Le différend de la mosquée de Lausanne avec les Saoudiens date des années 1980. Ces derniers font don de matériel à la jeune communauté, qui refuse cependant de se plier à la vision de l’islam qu’ils cherchent à imposer. Face à ce qu’elle dénonce comme le mal absolu, la mosquée de Lausanne a une idée tranchée de l’islam qu’elle défend: celui de l’imam al Chafi. «Notre force, c’est d’être parfaitement transparents: nous faisons ce que nous disons et inversement. Et c’est assez rassurant pour des partenaires externes qui savent exactement où nous en sommes», affirme hajj Bassam. On dit souvent de la mosquée de Lausanne qu’elle est proche du mouvement ahbache, ce que son porte-parole réfute. «Les wahhabites nous ont collé cette étiquette pour nous mettre à l’écart. Nous, nous luttons contre eux en reprenant les arguments d’Abdullah al-Harari, fondateur de l’Association des projets de bienfaisance islamique au Liban, que nous considérons comme un grand imam». La mosquée de Lausanne défend par ailleurs la pensée asharite . «Notre ligne de croyance, c’est l’unicité absolue de Dieu. Pour nous, le Coran est une représentation de la parole divine: il n’a ni début, ni fin», explique hajj Bassam.
Ces particularités font de la mosquée de Lausanne un lieu à part. D’ailleurs, ses dirigeants ont refusé de joindre leurs voix à celle de l’Union vaudoise des associations musulmanes dans le processus de reconnaissance des communautés islamiques par le canton de Vaud. Ils attendront 2017 pour faire leur demande. Cette année-là, la communauté qui aura quarante ans bénéficiera de conditions plus souples pour obtenir un statut officiel.
«Suisse avant tout»
Du petit local de l’avenue d’Echallens aux 350 membres qui viennent se recueillir dans le quartier sous-gare de Lausanne, sans compter les nombreux fidèles de passage, la mosquée de Lausanne a bien grandi. Une soirée fondue ou des camps de ski sont parfois organisés, mais les cours d’arabe et de religion pour enfants et adultes forment l’essentiel des activités proposées. «Comprendre l’arabe, c’est comprendre les nuances de l’interprétation du Coran. C’est essentiel pour lutter contre le fondamentalisme», souligne l’imam. Ses sermons et ses cours se font dans les deux langues afin que le message soit clair pour tous.
Rigoureuse dans sa pratique religieuse, la mosquée de Lausanne prône un islam «suisse avant tout: plus des deux tiers de nos membres ont la nationalité», explique hajj Bassam. Le porte-parole est fier de pouvoir dire qu’en septembre dernier, leur fête du sacrifice a réuni 2000 personnes, dont nombre de non-musulmans, sur la place de Milan à Lausanne.
L’arabe pour combattre le fondamentalisme
Une ouverture qui va de pair avec un prosélytisme assumé.
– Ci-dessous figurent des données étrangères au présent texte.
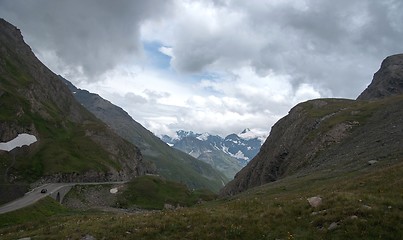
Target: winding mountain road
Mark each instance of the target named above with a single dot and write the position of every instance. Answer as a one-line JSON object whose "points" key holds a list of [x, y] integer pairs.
{"points": [[35, 194]]}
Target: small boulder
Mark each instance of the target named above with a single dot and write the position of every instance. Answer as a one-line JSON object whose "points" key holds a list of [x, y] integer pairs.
{"points": [[315, 201]]}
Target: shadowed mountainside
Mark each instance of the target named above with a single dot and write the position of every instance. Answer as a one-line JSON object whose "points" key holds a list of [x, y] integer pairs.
{"points": [[336, 135], [169, 162], [72, 144]]}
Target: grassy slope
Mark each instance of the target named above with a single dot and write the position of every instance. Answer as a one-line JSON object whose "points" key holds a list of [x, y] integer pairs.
{"points": [[366, 204], [151, 192]]}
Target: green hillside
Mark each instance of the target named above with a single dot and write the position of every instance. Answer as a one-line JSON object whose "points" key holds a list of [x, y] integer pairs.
{"points": [[169, 162], [73, 145]]}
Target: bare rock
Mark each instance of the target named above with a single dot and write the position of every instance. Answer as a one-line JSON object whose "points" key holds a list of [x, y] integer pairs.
{"points": [[333, 226], [315, 201]]}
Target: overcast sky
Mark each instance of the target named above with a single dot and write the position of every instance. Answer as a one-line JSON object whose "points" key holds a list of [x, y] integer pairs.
{"points": [[214, 66]]}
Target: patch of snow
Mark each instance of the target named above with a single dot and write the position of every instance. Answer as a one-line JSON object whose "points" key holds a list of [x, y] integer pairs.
{"points": [[113, 190], [21, 140]]}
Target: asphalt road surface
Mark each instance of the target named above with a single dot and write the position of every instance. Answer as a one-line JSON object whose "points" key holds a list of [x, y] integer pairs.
{"points": [[35, 195]]}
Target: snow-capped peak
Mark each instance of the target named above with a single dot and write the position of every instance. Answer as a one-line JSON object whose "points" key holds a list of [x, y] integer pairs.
{"points": [[203, 136]]}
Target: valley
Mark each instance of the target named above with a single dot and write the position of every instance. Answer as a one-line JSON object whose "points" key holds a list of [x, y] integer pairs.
{"points": [[83, 168]]}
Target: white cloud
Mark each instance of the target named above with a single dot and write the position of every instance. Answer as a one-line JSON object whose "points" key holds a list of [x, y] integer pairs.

L’année passée, la mosquée de Lausanne a effectué 59 conversions et encourage les nouveaux venus à prendre des responsabilités. L’un d’entre eux, qui a «les caractéristiques» nécessaires, pourrait bientôt devenir imam. Suivant rigoureusement la ligne doctrinale qu’on lui a enseignée, il pourrait diriger l’une des nouvelles mosquées que le centre islamique de Lausanne espère voir apparaître dans le canton de Vaud.
Le chafi’isme
Le chafiisme est une des quatre écoles de jurisprudence de l’islam sunnite. Elle est fondée sur l’enseignement de l’imam Al-Chafii (767-820) et de ses disciples. L’imam a combiné en quelque sorte les écoles malikite et hanafite pour créer sa propose école de pensée. Elle est diffusée au Proche-Orient, aux Philippines, aux Comores, en Thaïlande, en Erythrée. Elle recourt au Coran, aux hadiths (récits sur la vie du prophète) et au consensus entre les juristes et admet le raisonnement par analogie. Al Chafii critique beaucoup les décisions des autres juristes en les accusant de vouloir légiférer à la place de Dieu. En général, les décisions des juristes chafiites sont très méticuleuses et longuement argumentées.
Le wahhabisme
Doctrine officielle du Royaume d’Arabie saoudite, le wahhabisme est un mouvement politique et religieux issu de l’école hanbalite, une des quatre écoles juridiques de l’islam sunnite particulièrement répandue dans la Péninsule arabique. Il se distingue par une lecture littéralité et conservatrice du Coran et des hadiths, les récits de la vie du prophète Mohamed. Les wahhabites rejettent tous les autres courants de l’islam qui ne suivent pas scrupuleusement leurs dogmes, qu’ils considèrent comme hérétiques.
Asharite ou mutazilite?
La mosquée de Lausanne se reconnaît de la pensée asharite, un mouvement philosophique qui considère que le Coran est incréé — il est directement parole de Dieu — et que l’humain n’a pas de liberté: dans la mesure où Dieu crée toute chose à tout moment, il crée aussi en l’homme les actions que ce dernier ressent comme étant libres. La grandeur de Dieu n’a pas à être questionnée, par ses actions comportent une part irréductible de mystère.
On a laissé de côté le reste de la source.